Pinedale and the sagebrush around it is a natural gas mecca for Wyoming. But also the nation just a couple of decades ago during its boom.
Revenues from the industry have touched just about everything, like, relatively affordable childcare, a turf football field, state of the art recreation center, a community room with 3-D printers and wood carving machines, and endless paved bike paths.
But all these amenities are possibly at risk. A court has blocked a major natural gas expansion project that some locals hoped would keep money rolling into the community.
‘Something to do in the winter’
On a recent evening in Pinedale, one can see the glow in the skyline from natural gas activity. But right in town, there’s a large brick building with classrooms.
Tonight? It’s pottery.
“So, what you're going to do is wet your hand,” said instructor Stephanie Hunter, who’s demonstrating the pottery wheel technique. “So, the big thing is that you shouldn't be moving with the clay. You are moving the clay.”
Megan Wild is making a vase. She’s one of a handful of adults taking the six-week course.
“Something to do in the winter in Pinedale,” Wild chuckled. “Yeah, get out of the house.”
This class costs $90. A similar class in Denver is $300. The reason it’s so cheap? It’s housed under the Board of Cooperative Educational Services (BOCES).
“We are taxpayer funded. So we're not in the business of making money,” said Robin Schamber, who heads it up for Pinedale.
BOCES’ budget and natural gas: a slow decline
BOCES’ are all over the country. Local school districts can partner with a community college to offer anything rooted in education.
For the Pinedale BOCES, Schamber said that includes paying for “unlimited college classes for the kids in high school.”
Also, tens of thousands of dollars in grants to bring musicians to play a summer concert series. Dozens of community classes ranging from accounting to skate skiing to learning how to fly a plane.
Their funding comes from taxpayers, which in Pinedale is mostly from natural gas companies.
“So, this is kind of like trends of natural gas over time,” said Schamber, pointing to her computer screen.

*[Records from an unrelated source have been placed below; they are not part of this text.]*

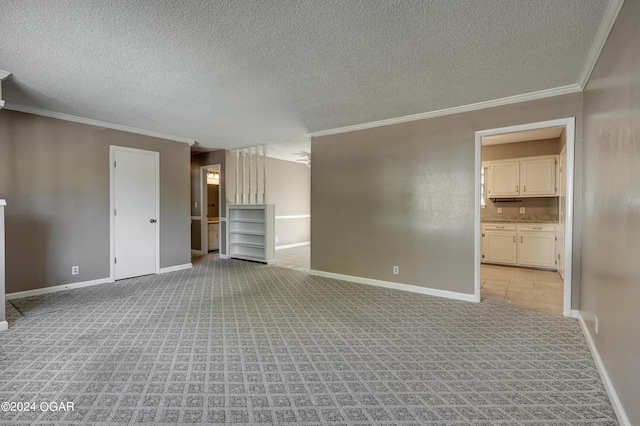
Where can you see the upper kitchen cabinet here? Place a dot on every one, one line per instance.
(538, 176)
(504, 179)
(523, 177)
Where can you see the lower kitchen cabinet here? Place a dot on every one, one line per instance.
(532, 245)
(499, 244)
(537, 246)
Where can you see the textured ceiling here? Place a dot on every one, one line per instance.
(233, 73)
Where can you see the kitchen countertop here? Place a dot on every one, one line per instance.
(520, 221)
(517, 219)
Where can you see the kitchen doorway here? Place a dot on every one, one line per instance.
(211, 182)
(565, 200)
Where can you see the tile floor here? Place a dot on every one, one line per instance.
(540, 291)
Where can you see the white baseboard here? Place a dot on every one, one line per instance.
(55, 289)
(613, 395)
(397, 286)
(175, 268)
(305, 243)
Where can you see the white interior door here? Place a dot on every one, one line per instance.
(135, 199)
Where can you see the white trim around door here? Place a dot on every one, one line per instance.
(569, 124)
(112, 230)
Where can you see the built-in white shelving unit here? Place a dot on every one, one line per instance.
(250, 232)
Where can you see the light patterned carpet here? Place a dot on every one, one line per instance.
(243, 343)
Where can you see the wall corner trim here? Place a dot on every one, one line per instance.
(92, 122)
(609, 18)
(613, 395)
(57, 288)
(396, 286)
(556, 91)
(175, 268)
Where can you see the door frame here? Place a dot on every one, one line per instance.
(112, 203)
(204, 231)
(570, 128)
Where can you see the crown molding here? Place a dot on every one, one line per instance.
(563, 90)
(609, 18)
(97, 123)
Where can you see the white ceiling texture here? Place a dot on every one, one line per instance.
(236, 73)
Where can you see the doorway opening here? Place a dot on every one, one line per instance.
(546, 208)
(211, 182)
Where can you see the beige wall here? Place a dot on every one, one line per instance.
(54, 175)
(404, 195)
(611, 231)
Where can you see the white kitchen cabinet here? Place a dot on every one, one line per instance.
(537, 246)
(531, 245)
(523, 177)
(499, 244)
(504, 179)
(538, 177)
(250, 232)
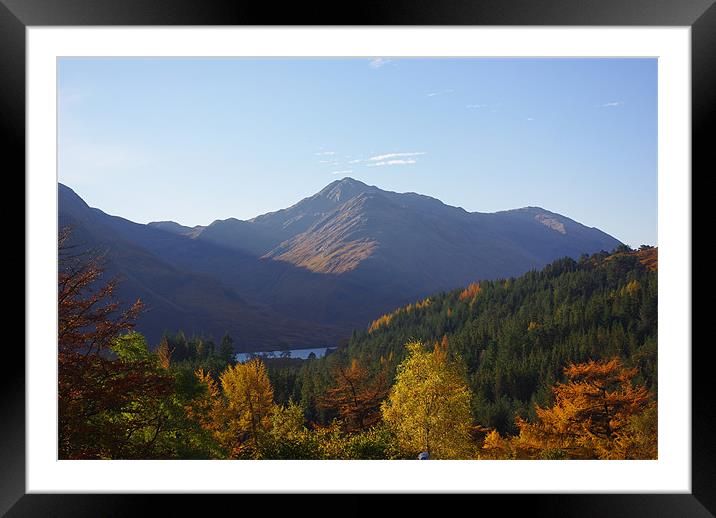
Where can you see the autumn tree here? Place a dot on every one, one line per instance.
(109, 392)
(429, 404)
(248, 403)
(598, 413)
(356, 396)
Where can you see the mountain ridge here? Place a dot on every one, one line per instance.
(327, 264)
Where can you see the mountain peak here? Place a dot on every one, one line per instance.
(344, 189)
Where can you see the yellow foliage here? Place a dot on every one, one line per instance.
(429, 405)
(384, 320)
(598, 413)
(248, 400)
(470, 292)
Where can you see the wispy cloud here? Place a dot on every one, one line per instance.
(380, 158)
(379, 62)
(441, 92)
(393, 162)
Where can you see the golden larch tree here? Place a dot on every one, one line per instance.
(248, 400)
(598, 413)
(356, 396)
(429, 404)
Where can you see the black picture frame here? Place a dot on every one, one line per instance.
(699, 15)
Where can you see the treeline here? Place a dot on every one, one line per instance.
(555, 364)
(515, 336)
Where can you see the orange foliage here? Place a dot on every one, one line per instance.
(384, 320)
(356, 396)
(470, 292)
(592, 413)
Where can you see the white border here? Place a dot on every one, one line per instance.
(670, 473)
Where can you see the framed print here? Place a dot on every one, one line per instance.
(361, 303)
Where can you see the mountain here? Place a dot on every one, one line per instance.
(514, 338)
(312, 272)
(175, 297)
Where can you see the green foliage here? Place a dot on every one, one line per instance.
(429, 405)
(514, 335)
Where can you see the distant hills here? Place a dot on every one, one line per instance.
(309, 274)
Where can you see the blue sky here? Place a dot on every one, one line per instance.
(204, 139)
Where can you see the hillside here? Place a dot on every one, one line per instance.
(309, 274)
(515, 335)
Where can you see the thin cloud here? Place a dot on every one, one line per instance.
(380, 158)
(379, 62)
(442, 92)
(394, 162)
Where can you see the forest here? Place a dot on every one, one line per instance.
(559, 363)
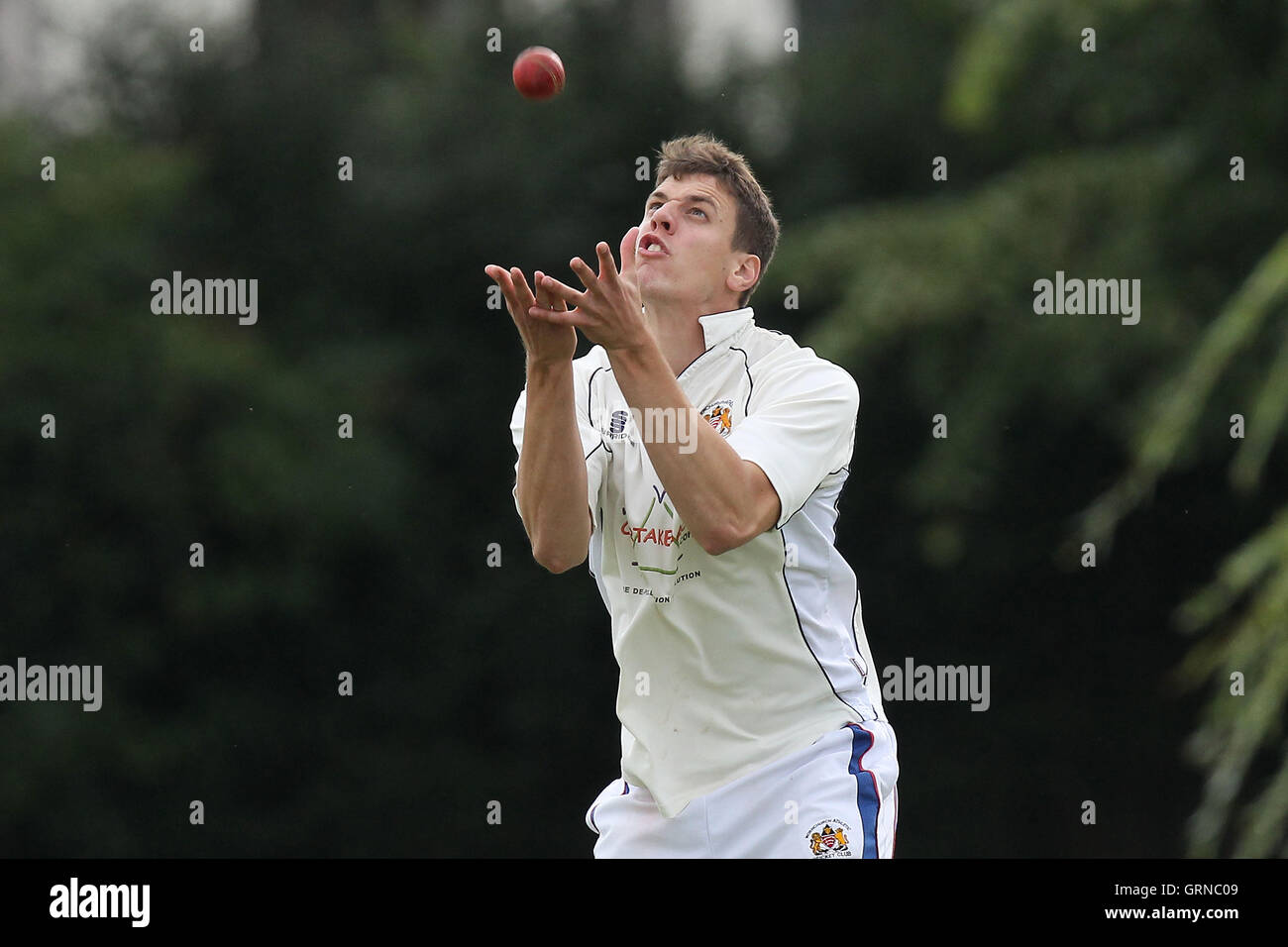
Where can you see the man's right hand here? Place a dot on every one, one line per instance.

She’s made a series of spreadsheets and graphs. One shows natural gas prices over time with BOCES’ budget superimposed – the two lines are almost identical.
“You can see the heyday of oil and gas right there,” she said.
The heyday was 2008-ish. That’s when the area’s Jonah Field was booming. It was one of the top natural gas operations in the country.
The BOCES budget that year was $2.7 million.
But now? Schamber said it’s about $600,000.
“That was bad gas prices and production starting to go down,” she said about the nearly 80% drop over the last couple of decades.
Schamber noted that the general decline wasn’t a shock; she’s been watching it.
The court decision
What was shocking was a court throwing out plans for a new natural gas field in the area. The lawsuit had to do with air quality, something the community has struggled with since the boom.
Environmental watchdogs are celebrating the outcome that was almost a decade in the making. But Schamber was hoping for those gas revenues.
“It wasn't like it was going to be like, ‘Oh, it's going to give us a heyday again.’ That was not the expectation at all,” she said. “I think it was just softening the curve.”
Without that project, the future of the industry that’s fed the community for decades is a big question mark.
“Nobody expected this decision,” said Paul Ulrich, vice president of Jonah Energy, which operates the Jonah Field.
Their expansion that just got shut down was called the Normally Pressured Lance (NPL) project. They could’ve drilled up to 3,500 wells. For comparison, the once booming Jonah has a little over 2,600 wells now.
Ulrich said all that new activity could’ve kept them busy in the Pinedale area for another few decades. Without it?
“We estimate we've got a few years of life left in the Jonah field,” he said.
Ulrich said they’re considering legal options, but if the decision stands, they might take their business elsewhere.
And that would hit BOCES’ budget hard.
Kiddos, dinos and the future
Legally, BOCES has to offer college credits for high schoolers. But everything else, like that pottery class and their relatively affordable childcare, is on shaky ground.
“Hey guys, clothes, boots off, shoes on, hats, gloves,” a pre-school instructor said to little kiddos dressed in snowsuits.
They’re coming in for lunch after playing outside. And top of mind? Dinosaurs.
“What’s a dinosaur that eats meat?” said one tiny tot.
“Have you heard of a brontosaurus?” said another.
There’s a waiting list of parents needing childcare. The need is highest for infants, and BOCES is one of two centers in town that’ll take them.
Whether that care will exist down the road may hinge on local natural gas production. Or, the community pivoting to another economic driver.